A unique feature of PET is its value in the study of cardiac neurotransmission and receptors at the molecular level. The autonomic nervous system plays an important role in the regulation of cardiac function, and the regional distribution of cardiac nerve terminals can be visualised using scintigraphic techniques. A number of labelled analogues of norepinephrine have been investigated but the most commonly used PET tracer is [11C]hydroxyephedrine. In patients with heart failure secondary to either ischaemic heart disease or cardiomyopathy, reduced myocardial retention of the tracer is an adverse prognostic sign, presumably indicating advanced disease with denervation. Treatment with beta-blockade leads to parallel improvements in tracer uptake and symptoms, and similar observations have been made after cardiac transplantation. Further clinical studies are required before the clinical value of these observations is known. Although [11C]hydroxyephedrine is considered a more specific tracer than iodine-123 metaiodobenzylguanidine ([123I]MIBG), there is considerable less evidence supporting its clinical use. In addition, the short half-life of 11C limits its wider clinical use, and the 18F-labelled tracers such as [18F]fluoronorepinephrine may have greater clinical potential. Tools to investigate beta-receptors, alpha-1 receptors, adenosine receptors and muscarinic receptors have also been developed for PET, but the clinical data are still very limited. Myocardial beta-adrenoceptors were found to be downregulated after myocardial infarction and the receptor density was able to predict left ventricular volumes at 6 months [7].

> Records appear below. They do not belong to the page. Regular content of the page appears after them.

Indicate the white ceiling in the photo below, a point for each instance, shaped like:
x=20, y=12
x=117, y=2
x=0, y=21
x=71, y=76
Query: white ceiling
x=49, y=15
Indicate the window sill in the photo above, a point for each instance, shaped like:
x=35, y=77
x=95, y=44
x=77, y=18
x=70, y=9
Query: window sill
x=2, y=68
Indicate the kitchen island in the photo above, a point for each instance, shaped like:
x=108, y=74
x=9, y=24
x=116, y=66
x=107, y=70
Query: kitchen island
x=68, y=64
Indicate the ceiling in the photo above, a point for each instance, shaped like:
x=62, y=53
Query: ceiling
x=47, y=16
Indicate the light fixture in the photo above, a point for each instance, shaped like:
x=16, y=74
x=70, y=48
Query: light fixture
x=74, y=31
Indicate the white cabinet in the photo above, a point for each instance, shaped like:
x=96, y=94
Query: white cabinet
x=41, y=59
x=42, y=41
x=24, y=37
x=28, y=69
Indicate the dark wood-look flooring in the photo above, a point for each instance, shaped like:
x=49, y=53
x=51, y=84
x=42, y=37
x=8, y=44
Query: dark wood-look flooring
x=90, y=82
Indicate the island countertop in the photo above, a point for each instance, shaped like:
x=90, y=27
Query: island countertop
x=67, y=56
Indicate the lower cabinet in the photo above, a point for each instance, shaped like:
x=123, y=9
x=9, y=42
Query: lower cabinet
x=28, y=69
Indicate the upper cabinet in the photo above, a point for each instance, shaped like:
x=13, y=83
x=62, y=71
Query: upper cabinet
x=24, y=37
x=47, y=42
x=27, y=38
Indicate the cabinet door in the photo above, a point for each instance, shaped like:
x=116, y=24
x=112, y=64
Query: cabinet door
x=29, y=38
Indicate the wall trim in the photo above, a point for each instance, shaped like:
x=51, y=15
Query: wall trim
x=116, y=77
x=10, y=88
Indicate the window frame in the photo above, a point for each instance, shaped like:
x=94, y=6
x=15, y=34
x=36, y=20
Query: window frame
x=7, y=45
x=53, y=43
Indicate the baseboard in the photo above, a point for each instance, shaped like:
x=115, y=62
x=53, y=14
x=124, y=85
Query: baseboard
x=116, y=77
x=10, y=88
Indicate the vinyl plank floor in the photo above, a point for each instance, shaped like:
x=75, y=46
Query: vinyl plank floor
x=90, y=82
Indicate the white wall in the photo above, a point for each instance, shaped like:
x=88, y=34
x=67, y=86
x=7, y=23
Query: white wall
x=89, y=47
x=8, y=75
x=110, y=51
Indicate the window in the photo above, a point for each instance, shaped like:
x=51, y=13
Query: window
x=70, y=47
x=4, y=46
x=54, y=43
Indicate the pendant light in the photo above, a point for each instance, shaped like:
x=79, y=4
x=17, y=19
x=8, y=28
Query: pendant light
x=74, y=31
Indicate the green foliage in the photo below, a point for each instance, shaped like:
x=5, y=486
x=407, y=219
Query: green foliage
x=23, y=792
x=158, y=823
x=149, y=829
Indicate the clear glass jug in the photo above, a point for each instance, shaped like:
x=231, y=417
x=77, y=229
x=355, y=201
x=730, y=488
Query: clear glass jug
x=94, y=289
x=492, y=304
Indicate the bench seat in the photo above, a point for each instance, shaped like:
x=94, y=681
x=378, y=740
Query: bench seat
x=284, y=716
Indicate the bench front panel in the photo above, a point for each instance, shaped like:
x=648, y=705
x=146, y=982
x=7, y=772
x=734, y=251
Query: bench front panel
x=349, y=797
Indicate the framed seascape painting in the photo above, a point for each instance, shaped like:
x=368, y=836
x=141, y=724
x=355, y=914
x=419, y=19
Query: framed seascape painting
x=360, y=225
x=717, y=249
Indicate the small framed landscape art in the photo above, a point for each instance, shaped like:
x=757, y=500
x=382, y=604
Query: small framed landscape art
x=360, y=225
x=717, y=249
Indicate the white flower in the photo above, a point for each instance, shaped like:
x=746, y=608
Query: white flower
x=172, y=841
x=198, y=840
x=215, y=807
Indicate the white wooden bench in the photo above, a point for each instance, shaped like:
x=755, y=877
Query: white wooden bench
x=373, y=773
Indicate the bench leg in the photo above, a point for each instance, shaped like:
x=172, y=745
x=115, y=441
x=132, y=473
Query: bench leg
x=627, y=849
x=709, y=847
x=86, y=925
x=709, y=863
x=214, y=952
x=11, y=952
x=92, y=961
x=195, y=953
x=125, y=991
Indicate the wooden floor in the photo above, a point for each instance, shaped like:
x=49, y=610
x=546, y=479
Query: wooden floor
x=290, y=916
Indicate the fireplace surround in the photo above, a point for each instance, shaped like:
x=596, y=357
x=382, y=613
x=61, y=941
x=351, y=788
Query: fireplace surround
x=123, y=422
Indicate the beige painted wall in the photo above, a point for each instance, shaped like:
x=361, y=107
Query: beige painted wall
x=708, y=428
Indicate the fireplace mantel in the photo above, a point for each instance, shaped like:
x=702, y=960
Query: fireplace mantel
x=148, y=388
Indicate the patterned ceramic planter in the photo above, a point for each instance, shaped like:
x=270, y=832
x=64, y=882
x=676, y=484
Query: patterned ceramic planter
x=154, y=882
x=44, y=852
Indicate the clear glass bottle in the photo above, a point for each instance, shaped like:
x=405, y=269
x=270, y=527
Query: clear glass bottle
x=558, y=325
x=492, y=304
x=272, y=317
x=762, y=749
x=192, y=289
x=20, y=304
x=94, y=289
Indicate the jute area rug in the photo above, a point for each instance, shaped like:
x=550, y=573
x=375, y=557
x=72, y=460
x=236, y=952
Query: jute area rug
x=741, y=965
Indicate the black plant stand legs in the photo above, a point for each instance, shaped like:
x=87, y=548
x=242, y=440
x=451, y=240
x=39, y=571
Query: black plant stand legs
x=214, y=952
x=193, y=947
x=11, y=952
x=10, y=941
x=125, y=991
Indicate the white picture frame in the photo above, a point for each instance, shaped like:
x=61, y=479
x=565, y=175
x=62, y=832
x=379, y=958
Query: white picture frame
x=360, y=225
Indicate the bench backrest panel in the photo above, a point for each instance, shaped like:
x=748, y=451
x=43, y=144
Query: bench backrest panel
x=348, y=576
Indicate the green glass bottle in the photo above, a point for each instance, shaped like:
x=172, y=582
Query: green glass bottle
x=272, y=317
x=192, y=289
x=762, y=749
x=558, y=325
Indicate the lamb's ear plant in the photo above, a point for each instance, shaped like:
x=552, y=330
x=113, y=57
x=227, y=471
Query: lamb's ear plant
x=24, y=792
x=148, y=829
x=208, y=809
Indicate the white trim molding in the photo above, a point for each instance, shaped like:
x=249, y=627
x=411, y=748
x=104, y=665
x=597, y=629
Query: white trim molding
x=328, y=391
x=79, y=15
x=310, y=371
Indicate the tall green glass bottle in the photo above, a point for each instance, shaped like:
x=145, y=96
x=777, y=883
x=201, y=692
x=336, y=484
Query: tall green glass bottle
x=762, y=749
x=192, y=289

The new imaging targets may become more important when new therapies are developed. The imaging of vulnerable arteriosclerotic plaque [8] and gene transfer imaging techniques [9] have great clinical potential. It is to be noted that many of these new targets require better resolution and sensitivity, giving PET a clear advantage over SPET.

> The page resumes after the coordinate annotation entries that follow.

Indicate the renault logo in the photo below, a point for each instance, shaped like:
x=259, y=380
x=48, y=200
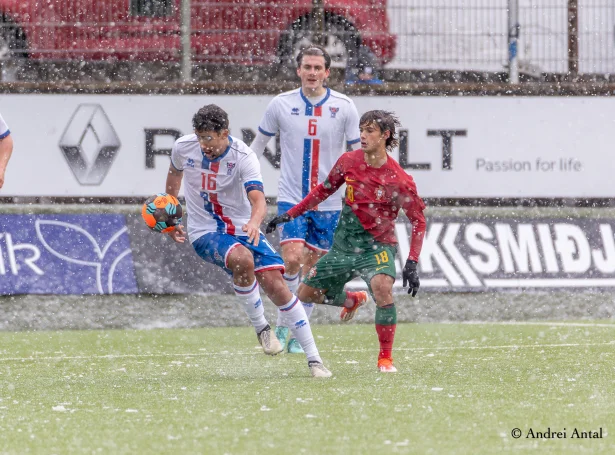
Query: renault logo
x=89, y=144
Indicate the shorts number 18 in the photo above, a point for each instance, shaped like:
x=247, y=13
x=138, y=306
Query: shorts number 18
x=382, y=257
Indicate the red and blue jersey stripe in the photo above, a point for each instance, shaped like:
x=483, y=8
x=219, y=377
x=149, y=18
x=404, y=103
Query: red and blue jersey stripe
x=212, y=206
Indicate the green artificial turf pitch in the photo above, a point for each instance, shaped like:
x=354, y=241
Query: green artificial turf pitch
x=461, y=388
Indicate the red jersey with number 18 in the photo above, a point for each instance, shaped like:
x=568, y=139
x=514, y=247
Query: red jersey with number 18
x=374, y=196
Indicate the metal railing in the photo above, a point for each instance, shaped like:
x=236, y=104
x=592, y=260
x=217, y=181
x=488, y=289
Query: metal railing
x=554, y=36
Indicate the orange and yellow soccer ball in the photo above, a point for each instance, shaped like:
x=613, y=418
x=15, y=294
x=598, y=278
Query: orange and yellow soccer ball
x=162, y=212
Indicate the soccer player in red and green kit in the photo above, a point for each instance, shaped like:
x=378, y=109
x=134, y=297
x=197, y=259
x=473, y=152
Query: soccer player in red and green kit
x=364, y=243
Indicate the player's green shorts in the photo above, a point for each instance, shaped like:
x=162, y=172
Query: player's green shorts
x=336, y=268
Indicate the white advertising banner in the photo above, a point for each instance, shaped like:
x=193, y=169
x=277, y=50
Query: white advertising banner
x=466, y=147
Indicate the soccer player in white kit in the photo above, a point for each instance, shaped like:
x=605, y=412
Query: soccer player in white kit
x=6, y=148
x=316, y=125
x=223, y=188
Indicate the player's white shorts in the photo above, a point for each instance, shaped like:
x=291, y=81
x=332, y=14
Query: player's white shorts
x=216, y=247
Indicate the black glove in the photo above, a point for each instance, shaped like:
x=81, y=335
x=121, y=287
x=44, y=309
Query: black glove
x=411, y=277
x=283, y=218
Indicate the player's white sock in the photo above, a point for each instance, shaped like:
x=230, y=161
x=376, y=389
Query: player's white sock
x=308, y=307
x=252, y=304
x=292, y=281
x=297, y=321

Novel applications also depend on improved instrumentation. The development of hybrid PET-CT scanners and especially the recent multislice CT/PET systems may fundamentally change the field of cardiac imaging. These systems potentially allow comprehensive imaging of cardiac function with anatomical co-registration, e.g. coronary anatomy and quantitative perfusion can be studied in a single session of less than 1 h. In addition, it is important to note that for the imaging of many new targets, such as plaque or gene expression, fusion imaging may be a prerequisite for accurate interpretation.

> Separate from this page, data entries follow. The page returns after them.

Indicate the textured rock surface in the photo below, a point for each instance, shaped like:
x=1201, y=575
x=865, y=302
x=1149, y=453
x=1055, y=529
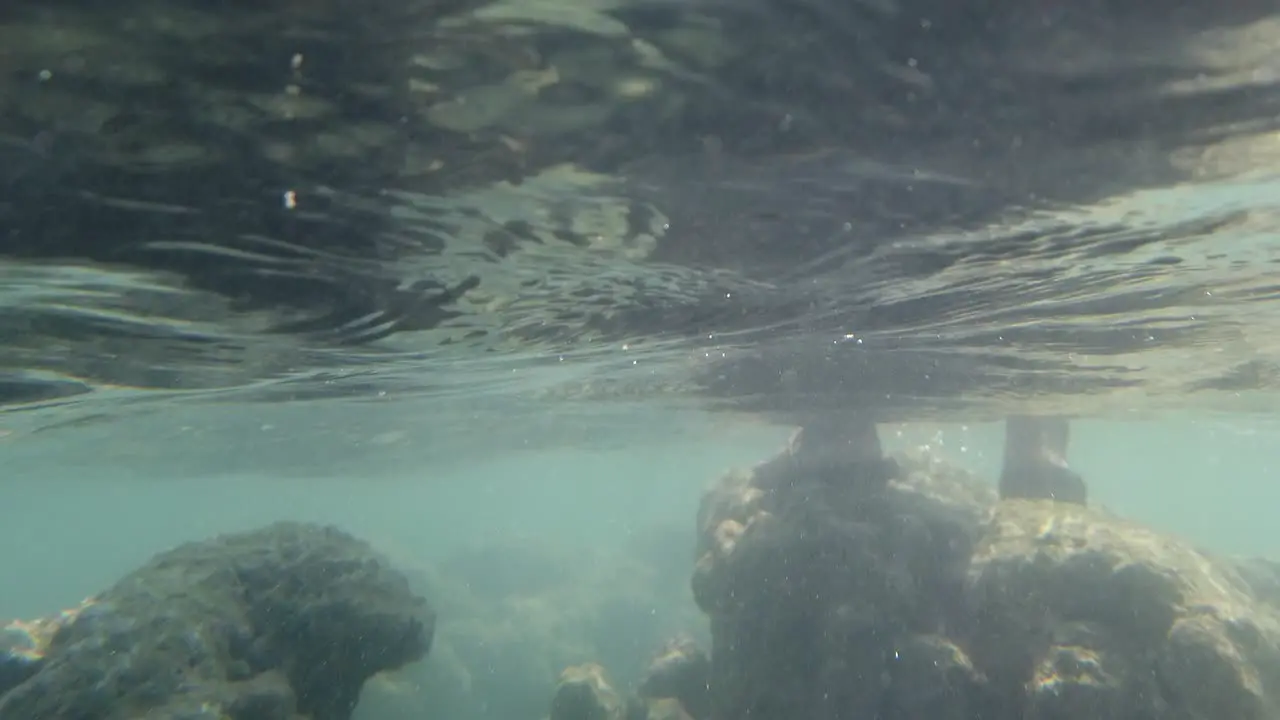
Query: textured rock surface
x=923, y=597
x=284, y=623
x=585, y=693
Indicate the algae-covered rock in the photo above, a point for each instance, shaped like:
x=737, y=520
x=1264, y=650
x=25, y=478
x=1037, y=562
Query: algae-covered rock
x=680, y=673
x=924, y=597
x=585, y=693
x=284, y=623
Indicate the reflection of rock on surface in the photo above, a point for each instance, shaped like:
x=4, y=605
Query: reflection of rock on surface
x=284, y=623
x=923, y=597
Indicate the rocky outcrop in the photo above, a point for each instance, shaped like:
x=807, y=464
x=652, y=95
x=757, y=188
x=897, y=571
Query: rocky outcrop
x=910, y=592
x=675, y=688
x=284, y=623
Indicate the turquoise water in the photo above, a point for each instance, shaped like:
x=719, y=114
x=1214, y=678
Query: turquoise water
x=506, y=288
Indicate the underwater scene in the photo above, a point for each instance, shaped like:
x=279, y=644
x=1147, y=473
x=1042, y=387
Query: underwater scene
x=639, y=360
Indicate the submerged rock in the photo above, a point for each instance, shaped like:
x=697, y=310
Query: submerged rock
x=679, y=673
x=926, y=597
x=585, y=693
x=284, y=623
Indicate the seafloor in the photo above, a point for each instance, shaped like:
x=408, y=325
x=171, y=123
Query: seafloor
x=897, y=589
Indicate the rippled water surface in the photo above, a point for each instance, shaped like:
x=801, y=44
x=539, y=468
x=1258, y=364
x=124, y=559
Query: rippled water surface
x=773, y=206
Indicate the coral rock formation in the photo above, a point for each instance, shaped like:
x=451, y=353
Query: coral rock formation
x=284, y=623
x=924, y=597
x=680, y=673
x=585, y=693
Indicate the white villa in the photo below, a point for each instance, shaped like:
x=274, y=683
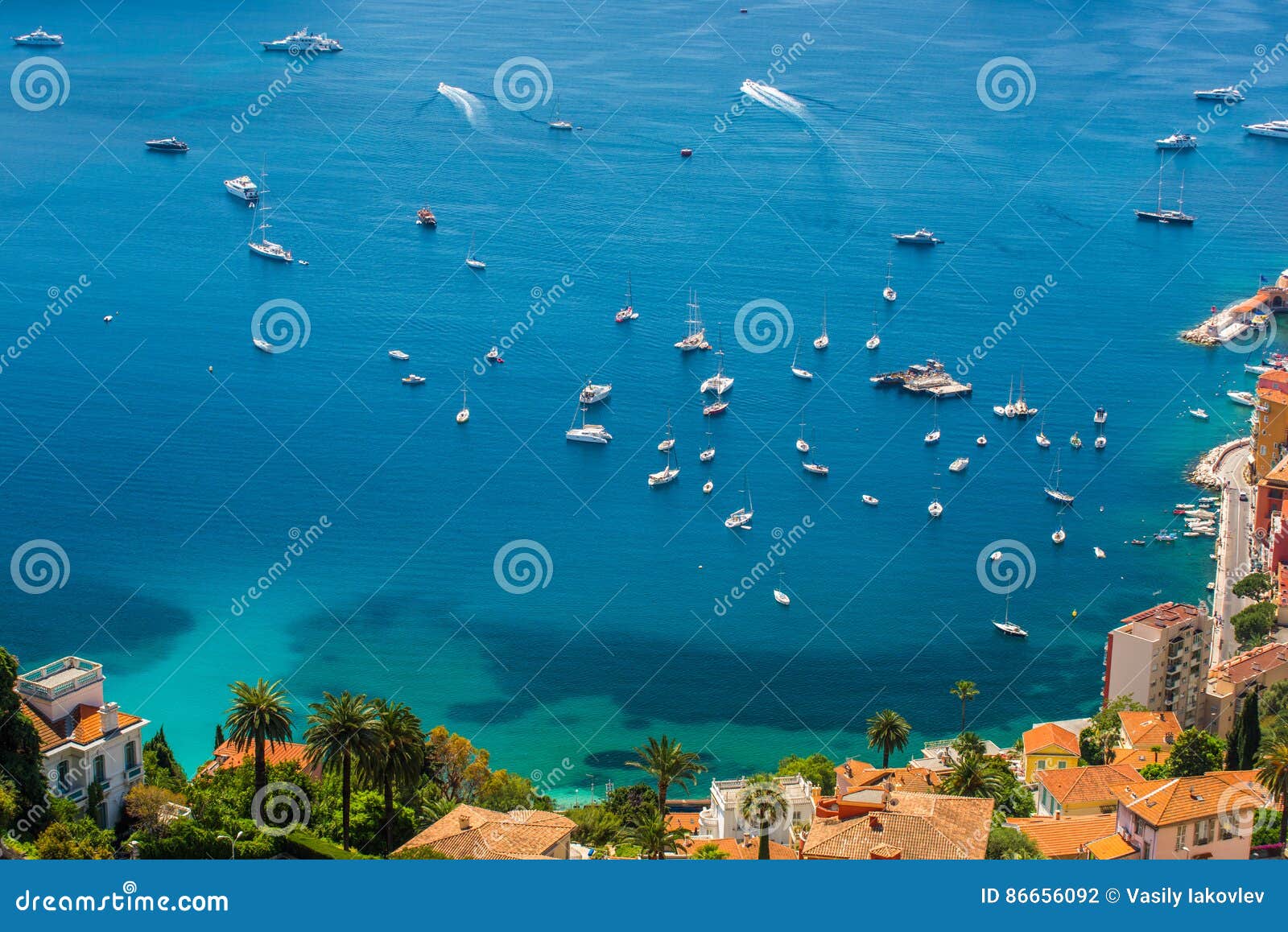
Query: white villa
x=83, y=738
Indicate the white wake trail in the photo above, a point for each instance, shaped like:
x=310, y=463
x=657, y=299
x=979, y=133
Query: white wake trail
x=470, y=107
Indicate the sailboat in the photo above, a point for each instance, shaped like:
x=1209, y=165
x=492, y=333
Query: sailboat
x=815, y=466
x=264, y=246
x=626, y=313
x=474, y=263
x=741, y=519
x=821, y=341
x=464, y=414
x=1167, y=217
x=796, y=369
x=719, y=382
x=1053, y=491
x=1006, y=626
x=670, y=472
x=669, y=443
x=697, y=334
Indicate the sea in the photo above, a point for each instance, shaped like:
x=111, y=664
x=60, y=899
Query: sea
x=190, y=511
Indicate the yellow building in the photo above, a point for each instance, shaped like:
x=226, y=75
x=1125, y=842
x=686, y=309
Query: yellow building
x=1049, y=747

It seems likely that there will be a future trend towards personalised medicine. This means that the demanding and expensive therapies of the future will need to be targeted to carefully selected subpopulations. Imaging techniques, and especially molecular imaging, could play a pivotal role in this process [10]. PET provides a unique and powerful method to bridge the gap between molecular biology, pathophysiology and targeted therapy.